Het derde lid is het meest verstrekkende van artikel 36e (oud) Sr doordat daarin aanleiding kan worden gevonden betrokkene aan te spreken en bij hem voordeel te ontnemen, niet alleen voortvloeiend uit het misdrijf waarvoor hij werd veroordeeld of uit soortgelijke misdrijven, maar ook voor elke andere wederrechtelijke verrijking, hoe en wanneer ook verkregen.
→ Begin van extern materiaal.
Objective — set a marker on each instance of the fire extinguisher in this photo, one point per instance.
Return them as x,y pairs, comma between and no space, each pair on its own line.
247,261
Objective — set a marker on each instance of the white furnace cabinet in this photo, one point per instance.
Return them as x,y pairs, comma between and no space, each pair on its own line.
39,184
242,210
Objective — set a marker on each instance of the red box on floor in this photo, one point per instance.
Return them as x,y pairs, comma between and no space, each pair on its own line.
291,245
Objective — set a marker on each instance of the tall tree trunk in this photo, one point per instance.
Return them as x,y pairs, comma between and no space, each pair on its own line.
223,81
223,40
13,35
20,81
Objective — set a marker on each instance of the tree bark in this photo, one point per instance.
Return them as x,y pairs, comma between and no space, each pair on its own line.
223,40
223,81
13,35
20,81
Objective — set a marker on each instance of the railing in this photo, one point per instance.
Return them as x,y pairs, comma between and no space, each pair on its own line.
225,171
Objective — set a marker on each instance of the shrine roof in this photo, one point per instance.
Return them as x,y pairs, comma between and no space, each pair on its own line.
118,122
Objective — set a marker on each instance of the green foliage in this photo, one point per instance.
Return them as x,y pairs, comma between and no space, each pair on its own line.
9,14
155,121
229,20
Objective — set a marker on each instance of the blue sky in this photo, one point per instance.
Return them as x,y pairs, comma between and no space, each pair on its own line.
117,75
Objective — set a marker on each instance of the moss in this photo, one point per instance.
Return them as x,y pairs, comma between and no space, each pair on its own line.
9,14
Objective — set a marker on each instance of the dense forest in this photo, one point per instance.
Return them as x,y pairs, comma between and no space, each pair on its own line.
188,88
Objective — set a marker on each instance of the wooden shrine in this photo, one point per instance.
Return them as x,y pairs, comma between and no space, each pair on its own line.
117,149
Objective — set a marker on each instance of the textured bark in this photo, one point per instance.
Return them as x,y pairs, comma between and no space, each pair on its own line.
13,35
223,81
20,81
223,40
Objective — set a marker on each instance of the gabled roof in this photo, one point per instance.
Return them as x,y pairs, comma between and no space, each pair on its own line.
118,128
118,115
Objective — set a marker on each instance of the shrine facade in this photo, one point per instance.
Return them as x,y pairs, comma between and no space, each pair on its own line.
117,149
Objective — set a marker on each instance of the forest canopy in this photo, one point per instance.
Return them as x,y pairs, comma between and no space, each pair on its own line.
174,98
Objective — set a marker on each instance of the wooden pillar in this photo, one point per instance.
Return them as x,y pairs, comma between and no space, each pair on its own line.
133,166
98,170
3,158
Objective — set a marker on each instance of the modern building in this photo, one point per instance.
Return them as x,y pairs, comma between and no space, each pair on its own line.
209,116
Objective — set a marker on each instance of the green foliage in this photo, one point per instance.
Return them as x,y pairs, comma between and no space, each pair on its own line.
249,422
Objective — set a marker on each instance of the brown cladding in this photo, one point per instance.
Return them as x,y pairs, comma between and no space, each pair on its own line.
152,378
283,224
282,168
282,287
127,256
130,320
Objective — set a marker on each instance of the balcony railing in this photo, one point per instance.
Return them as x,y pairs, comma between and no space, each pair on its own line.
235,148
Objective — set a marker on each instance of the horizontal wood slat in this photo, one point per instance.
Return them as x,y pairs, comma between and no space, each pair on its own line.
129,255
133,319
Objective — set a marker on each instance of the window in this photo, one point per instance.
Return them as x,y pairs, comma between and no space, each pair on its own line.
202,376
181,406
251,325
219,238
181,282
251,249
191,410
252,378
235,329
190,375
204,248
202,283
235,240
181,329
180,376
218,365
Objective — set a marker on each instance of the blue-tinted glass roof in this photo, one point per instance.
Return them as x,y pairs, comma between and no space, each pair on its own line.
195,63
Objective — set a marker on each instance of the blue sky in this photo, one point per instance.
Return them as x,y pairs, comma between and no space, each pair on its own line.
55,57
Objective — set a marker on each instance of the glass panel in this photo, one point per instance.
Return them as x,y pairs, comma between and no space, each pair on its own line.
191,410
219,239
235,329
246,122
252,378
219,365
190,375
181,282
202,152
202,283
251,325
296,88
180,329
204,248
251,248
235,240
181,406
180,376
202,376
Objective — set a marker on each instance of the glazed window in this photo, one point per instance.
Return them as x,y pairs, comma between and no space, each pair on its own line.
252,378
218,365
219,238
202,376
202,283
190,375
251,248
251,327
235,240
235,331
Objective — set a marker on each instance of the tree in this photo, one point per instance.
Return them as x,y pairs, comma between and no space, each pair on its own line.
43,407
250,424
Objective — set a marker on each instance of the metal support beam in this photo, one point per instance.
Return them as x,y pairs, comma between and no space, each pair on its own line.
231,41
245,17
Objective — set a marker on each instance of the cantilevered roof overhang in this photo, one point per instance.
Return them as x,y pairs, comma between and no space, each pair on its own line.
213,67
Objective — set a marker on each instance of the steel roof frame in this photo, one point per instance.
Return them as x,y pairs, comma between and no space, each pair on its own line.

Er behoeft in zo'n geval geen rechtstreekse relatie te worden aangetoond tussen het wederrechtelijk verkregen voordeel en het feit, of eventuele soortgelijke feiten, waarvoor de betrokkene is vervolgd en veroordeeld. Niet hoeft geconcretiseerd te worden welke andere strafbare feiten op enigerlei wijze ertoe hebben geleid dat de veroordeelde wederrechtelijk voordeel heeft verkregen.
De betrokkene is in de strafzaak onder meer veroordeeld voor het invoeren en voorhanden hebben van diergeneesmiddelen en het in voorraad hebben van een geneesmiddel waarvoor een handelsvergunning geldt. Dit zijn misdrijven waarvoor een geldboete van de vijfde categorie kan worden opgelegd. Aan de voorwaarden voor toepassing van artikel 36e, derde lid, Sr is in deze zaak dan ook voldaan.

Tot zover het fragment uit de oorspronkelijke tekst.